Forse, si disse Jake, questa spiegazione andava ponderata attentamente. Un milione di anni avanti Cristo. Be’, se doveva davvero pensarci quello non era né il luogo né il momento giusto e quindi si diede da fare per esplorare la grotta e le sue numerose cavità, vere e proprie stanze che la rendevano grande almeno quanto una casa. Esplorò ogni luogo al chiarore delle luci di Edgar, ma il fatto di veder bene non lo aiutò minimamente a capire. Cercando perlomeno di scoprire cosa faceva Tyrrel là dentro tutta la notte, Jake guardò il lungo tavolo da lavoro, i buchi nel pavimento, i grumi di roccia tenera appena scolpiti che abbondavano in tal numero da fargli pensare che fossero stati abbandonati dopo i primi colpi di martello.
Camilla era uscita per poi rientrare e lo seguiva dappertutto senza dire una parola.
— Dov’è Tyrrel adesso?
— Sta dormendo.
— Me l’hai già detto almeno dieci volte. Ma adesso ti sto chiedendo dove.
Nessuna risposta.
— Credi forse che intenda stare qui, ovunque sia questo posto, e lavorare gratis per quel bastardo solo perché non riesco ad andarmene? Credi di farmi dimenticare ogni cosa semplicemente dimenando il tuo bel culetto?
— No, Jake, te l’ho detto: ti ho portato qui perché sono disperata. Ho bisogno del tuo aiuto. Voglio andarmene da questo posto almeno quanto te. Anche di più, visto che ci ho passato dei mesi interi! Io non ne posso più! Io… — Di nuovo Camilla sembrò sull’orlo di una crisi di nervi.
— Quella carogna crede che lavorerò per lui perché non ho altra scelta!
Ricomponendosi, Camilla disse: — Vuoi sapere la verità? Io non credo che a Edgar interessi molto se tu lavori per lui o no. Ma lui ti farà lavorare per tenerti occupato, per non farti passare il tempo pensando a qualche modo per dargli dei fastidi. E per quanto mi riguarda, io non gli interesso più come modella, davvero, ma lui… lui non mi lascia andare in ogni caso.
— Perché no? Se davvero non ha bisogno di noi perché ci tiene qui?

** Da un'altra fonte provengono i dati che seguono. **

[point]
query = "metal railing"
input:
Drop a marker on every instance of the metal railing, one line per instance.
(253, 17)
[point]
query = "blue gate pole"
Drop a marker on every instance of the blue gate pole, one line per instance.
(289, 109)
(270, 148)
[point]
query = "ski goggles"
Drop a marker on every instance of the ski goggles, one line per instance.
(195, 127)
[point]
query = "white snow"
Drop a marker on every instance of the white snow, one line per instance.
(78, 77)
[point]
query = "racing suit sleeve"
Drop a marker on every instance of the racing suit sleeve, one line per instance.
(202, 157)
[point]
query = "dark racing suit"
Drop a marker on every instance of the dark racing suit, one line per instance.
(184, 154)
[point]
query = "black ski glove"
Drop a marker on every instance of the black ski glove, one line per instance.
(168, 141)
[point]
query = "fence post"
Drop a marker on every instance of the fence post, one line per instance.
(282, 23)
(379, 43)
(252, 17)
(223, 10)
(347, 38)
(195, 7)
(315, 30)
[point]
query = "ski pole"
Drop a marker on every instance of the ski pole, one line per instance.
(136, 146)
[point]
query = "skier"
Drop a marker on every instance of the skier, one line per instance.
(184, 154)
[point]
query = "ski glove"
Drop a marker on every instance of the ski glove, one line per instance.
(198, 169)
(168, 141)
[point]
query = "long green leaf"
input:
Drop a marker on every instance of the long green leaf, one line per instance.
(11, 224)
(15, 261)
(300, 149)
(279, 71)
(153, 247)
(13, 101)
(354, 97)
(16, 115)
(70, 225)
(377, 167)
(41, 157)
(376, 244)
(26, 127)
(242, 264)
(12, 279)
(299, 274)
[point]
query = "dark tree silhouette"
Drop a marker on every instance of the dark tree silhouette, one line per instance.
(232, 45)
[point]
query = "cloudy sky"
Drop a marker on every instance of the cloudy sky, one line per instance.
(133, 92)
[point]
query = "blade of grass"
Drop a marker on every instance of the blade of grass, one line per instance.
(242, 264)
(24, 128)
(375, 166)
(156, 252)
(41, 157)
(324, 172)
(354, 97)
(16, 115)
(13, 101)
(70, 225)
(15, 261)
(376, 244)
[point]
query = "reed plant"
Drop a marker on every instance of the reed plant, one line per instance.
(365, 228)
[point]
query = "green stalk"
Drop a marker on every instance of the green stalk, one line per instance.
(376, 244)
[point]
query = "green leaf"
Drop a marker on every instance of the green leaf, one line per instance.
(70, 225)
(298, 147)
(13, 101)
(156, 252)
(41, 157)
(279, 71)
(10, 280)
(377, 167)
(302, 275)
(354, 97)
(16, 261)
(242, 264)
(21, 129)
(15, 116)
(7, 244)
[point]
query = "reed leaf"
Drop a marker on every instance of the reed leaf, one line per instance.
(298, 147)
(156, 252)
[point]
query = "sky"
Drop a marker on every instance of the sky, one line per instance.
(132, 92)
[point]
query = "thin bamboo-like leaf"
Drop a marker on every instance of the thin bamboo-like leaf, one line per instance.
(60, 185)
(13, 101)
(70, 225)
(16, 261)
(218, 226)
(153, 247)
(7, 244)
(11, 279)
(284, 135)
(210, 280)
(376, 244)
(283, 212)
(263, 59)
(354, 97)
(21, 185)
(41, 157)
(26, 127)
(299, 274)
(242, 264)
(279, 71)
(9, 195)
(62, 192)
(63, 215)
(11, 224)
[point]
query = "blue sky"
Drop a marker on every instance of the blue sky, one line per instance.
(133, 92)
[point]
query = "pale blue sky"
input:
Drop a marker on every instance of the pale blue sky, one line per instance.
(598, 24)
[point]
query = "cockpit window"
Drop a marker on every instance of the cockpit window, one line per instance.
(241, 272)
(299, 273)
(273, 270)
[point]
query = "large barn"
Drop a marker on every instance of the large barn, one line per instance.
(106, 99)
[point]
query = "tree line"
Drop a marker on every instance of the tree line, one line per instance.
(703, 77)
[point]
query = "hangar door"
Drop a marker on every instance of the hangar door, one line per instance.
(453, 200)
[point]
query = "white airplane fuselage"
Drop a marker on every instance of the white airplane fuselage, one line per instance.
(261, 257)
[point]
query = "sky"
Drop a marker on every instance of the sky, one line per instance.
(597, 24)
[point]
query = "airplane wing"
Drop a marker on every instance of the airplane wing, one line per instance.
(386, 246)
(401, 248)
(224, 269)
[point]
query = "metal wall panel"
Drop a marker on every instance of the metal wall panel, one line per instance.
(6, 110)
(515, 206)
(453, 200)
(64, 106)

Lei non poté o non volle rispondere.
— Ti ho chiesto perché ci tiene qui!
Parlare sembrò costare a Camilla un grande sforzo. Era come se dire la verità risvegliasse in lei i suoi timori più profondi. — Io credo che voglia le nostre vite, in un modo o nell’altro.
Jake sentì rizzarsi i peli della nuca. — Cosa vuoi dire con questo? Come, le nostre vite?
— Non lo so. È solo una sensazione. Ma per adesso non dobbiamo preoccuparci. Rassegnati e resta qui, Jake. Io ho bisogno di te. Tyrrel non ci disturberà mai durante il giorno, e la notte puoi fare qualcosa per lui. Io ho lavorato per lui, e non è stato poi tanto terribile — disse, per poi aggiungere con un sussurro: — Intanto io e te cercheremo di fare qualcosa, di scoprire il modo per andarcene entrambi.
— Il modo? E quale sarebbe?
— È proprio quello che dobbiamo scoprire.
— Ah sì? Camilla, dov’è quella carogna? Voglio parlargli!
— No, Jake! E poi adesso Edgar sta dormendo. Credimi, è meglio non affrontarlo in modo diretto. Quando si sveglierà potrai parlargli con calma.
— Almeno fammi vedere dove dorme!
Camilla sospirò. — E va bene. Non crederai ai tuoi occhi, ma comunque seguimi.